Aspek membuat kesimpulan pada soal terdapat 3 indikator, menyimpulkan dan mempertimbangkan hasil deduksi, membuat kesimpulan materi dan membuat dan menilai faktor penting. Indikator menyimpulkan dan mempertimbangkan hasil deduksi terdapat 4 buah dalam soal dengan jumlah skor maksimum 10. Pada soal siswa diminta untuk membuat kesimpulan dari rentan pH yang sudah diketahui apakah larutan tersebut bersifat asam atau basa. Siswa yang mampu menjawab pada indikator menyimpulkan dan mempertimbangkan hasil deduksi yaitu 58%.

Indikator membuat kesimpulan materi terdapat 2 buah dalam soal dengan jumlah skor maksimum 6. Diberikan soal reaksi kesetimbangan untuk menentukan arah kesetimbangan berdasarkan nilai Ka. Siswa diminta untuk memberikan kesimpulan terkait nilai K yang mempengaruhi arah kesetimbangan. Siswa yang mampu menjawab pada indikator membuat kesimpulan materi yaitu 61%. Indikator membuat dan menilai faktor penting terdapat 1 buah dalam soal dengan jumlah skor maksimum 4. Diminta untuk menentukan konsentrasi ion OH- pada reaksi HCl dalam air. Siswa yang mampu menjawab pada indikator membuat dan menilai faktor penting yaitu 85%. Nilai rata-rata siswa yang mampu menyelesaikan soal pada aspek membuat kesimpulan yaitu 71%.

Aspek membuat penjelasan lanjutan pada soal terdapat 2 indikator mendefinisikan istilah dan mempertimbangkan suatu definisi serta mengidentifikasi asumsi. Indikator mendefinisikan istilah dan mempertimbangkan suatu definisi terdapat 4 buah dalam soal

dengan jumlah skor maksimum 13. Diberikan soal untuk memberikan definisi terkait urutan kekuatan larutan asam-basa. Siswa yang mampu menjawab pada indikator mendefinisikan istilah dan mempertimbangkan suatu definisi yaitu 12%. Indikator mengidentifikasi asumsi terdapat 3 buah dalam soal dengan jumlah skor maksimum 11.

Diberikan soal trayek perubahan pH dari larutan X2Y jika ditetesi bromtimol biru berwarna biru dan fenolftalein tidak berwarna lalu diminta untuk menentukan rentan pHnya.

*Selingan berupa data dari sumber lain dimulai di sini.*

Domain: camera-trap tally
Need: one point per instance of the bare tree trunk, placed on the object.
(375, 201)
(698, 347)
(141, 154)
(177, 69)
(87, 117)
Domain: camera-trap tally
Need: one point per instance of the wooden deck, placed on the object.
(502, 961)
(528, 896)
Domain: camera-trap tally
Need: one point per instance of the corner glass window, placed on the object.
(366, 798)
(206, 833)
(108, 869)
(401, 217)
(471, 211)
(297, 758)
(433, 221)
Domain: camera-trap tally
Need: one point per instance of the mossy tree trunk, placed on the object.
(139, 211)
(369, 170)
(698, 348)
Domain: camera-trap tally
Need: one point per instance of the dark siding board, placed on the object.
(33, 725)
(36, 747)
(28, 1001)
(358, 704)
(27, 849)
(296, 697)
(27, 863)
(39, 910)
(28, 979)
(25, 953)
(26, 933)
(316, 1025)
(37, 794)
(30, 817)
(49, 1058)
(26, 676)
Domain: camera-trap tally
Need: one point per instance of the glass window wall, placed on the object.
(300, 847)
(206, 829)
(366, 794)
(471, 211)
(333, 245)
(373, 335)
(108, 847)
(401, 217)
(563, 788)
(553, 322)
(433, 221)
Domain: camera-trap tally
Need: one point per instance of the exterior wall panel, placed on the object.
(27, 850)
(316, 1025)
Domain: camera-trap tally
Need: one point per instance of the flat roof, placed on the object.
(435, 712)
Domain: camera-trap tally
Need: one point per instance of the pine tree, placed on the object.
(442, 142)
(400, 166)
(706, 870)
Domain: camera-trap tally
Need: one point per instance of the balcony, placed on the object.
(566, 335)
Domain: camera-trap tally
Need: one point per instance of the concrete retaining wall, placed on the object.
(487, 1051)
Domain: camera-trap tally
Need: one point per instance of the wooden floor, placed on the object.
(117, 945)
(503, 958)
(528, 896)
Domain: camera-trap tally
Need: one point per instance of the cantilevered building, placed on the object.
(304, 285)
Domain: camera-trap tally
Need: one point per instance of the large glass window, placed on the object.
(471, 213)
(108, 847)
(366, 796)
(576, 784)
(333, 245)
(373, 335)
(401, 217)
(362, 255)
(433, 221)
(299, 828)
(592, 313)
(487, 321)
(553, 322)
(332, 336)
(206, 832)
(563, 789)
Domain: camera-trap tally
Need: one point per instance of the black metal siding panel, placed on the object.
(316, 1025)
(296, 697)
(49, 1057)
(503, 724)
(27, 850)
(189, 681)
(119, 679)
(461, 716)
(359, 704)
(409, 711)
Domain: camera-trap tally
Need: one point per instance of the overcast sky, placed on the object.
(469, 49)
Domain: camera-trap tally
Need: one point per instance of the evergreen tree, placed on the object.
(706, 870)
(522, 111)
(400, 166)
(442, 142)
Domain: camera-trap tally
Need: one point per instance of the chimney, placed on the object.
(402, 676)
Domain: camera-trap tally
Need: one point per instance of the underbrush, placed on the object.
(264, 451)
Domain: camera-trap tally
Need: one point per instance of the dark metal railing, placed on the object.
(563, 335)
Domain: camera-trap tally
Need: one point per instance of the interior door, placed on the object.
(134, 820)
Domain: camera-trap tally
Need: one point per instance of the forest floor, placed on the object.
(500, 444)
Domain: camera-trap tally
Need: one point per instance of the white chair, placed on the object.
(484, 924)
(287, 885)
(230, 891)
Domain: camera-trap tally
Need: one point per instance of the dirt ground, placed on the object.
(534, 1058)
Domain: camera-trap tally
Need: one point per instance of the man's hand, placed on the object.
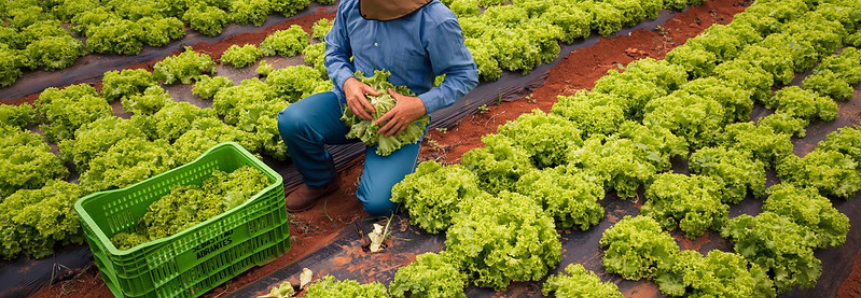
(355, 92)
(406, 111)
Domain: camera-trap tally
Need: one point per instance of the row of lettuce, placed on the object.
(515, 37)
(48, 35)
(520, 36)
(501, 208)
(111, 152)
(155, 134)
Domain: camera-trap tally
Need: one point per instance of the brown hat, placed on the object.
(387, 10)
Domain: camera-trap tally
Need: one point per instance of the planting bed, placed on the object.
(326, 239)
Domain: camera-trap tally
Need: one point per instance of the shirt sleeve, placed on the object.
(449, 56)
(338, 51)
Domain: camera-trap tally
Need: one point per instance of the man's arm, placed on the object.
(449, 56)
(338, 51)
(340, 69)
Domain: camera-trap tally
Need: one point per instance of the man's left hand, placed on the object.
(406, 111)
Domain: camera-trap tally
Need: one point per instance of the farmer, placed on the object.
(415, 40)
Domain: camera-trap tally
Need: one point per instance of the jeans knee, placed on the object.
(290, 122)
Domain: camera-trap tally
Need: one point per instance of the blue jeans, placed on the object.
(314, 121)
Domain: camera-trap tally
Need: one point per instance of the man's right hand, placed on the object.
(355, 92)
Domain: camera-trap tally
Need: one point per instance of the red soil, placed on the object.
(579, 70)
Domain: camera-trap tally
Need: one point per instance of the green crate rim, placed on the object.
(112, 250)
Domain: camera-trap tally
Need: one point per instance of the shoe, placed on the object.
(304, 198)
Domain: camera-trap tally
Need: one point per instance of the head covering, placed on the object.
(387, 10)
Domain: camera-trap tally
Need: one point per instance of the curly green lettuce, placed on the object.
(186, 206)
(504, 238)
(328, 287)
(160, 31)
(691, 203)
(64, 111)
(737, 172)
(95, 138)
(831, 172)
(54, 52)
(321, 28)
(657, 144)
(285, 43)
(807, 208)
(241, 57)
(36, 221)
(845, 140)
(150, 102)
(366, 130)
(431, 275)
(314, 56)
(207, 87)
(208, 20)
(127, 162)
(699, 120)
(499, 164)
(620, 164)
(579, 282)
(736, 101)
(718, 274)
(243, 12)
(778, 245)
(546, 137)
(637, 248)
(116, 85)
(208, 132)
(433, 193)
(294, 83)
(763, 142)
(18, 116)
(184, 68)
(593, 113)
(27, 161)
(288, 7)
(571, 198)
(173, 120)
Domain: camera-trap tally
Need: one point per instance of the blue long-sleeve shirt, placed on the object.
(414, 48)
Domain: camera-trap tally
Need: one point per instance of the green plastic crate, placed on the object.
(198, 259)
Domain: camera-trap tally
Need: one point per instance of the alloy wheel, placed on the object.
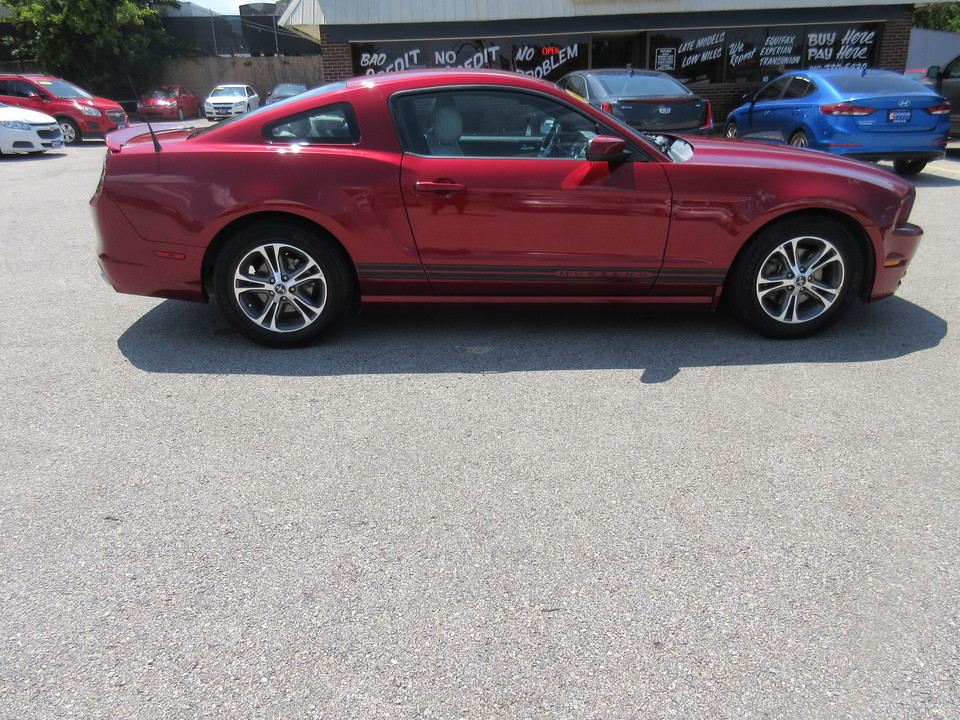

Siswa yang mampu menjawab pada indikator mengidentifikasi asumsi yaitu 40%. Nilai rata- rata siswa yang mampu menyelesaikan soal pada aspek membuat penjelasan lanjutan yaitu 46%.

Aspek membuat pikiran dan integrasi pada indikator menentukan suatu tindakan. Dalam aspek mengatur strategi dan taktik pada indikator menentukan suatu tindakan, siswa diberikan soal untuk menentukan konsentrasi dalam larutan HCl, diminta untuk menjawab menentukan molaritas untuk menentukan konsentrasi. Siswa yang mampu menjawab pada indikator menentukan suatu tindakan yaitu 31%.

Pada pengerjaan soal nomor 7 jawaban dari semua siswa salah semua, ini terjadi karena kurang telitinya siswa dalam membaca soal yang harusnya nilai larutan 0,02 M, tapi siswa menulisnya dalam perhitungan 0,2 M. Hal ini sama dengan hasil pengerjaan siswa pada nomor soal 11. Pada soal siswa diminta untuk menjelaskan serta menghitung pH dari larutan natrium hidroksida 0,1 M diuji dengan kertas indikator universal. Akan tetapi, siswa hanya menjawab warna kertas indikator tanpa menghitung pH terlebih dahulu. Berdasarkan hasil perhitungan persentase per indikator pada indikator 4 dan 5 masih tergolong rendah dan sangat rendah dimana rata-rata nilai keseluruhan dari 97 siswa masih tergolong sedang. Hal tersebut merupakan salah satu tanggung jawab dari seorang pengajar untuk sering mengasah kemampuan berpikir kritis siswa dalam proses belajar karena berpikir kritis sebagai kemampuan yang penting dimiliki siswa dalam segala hal.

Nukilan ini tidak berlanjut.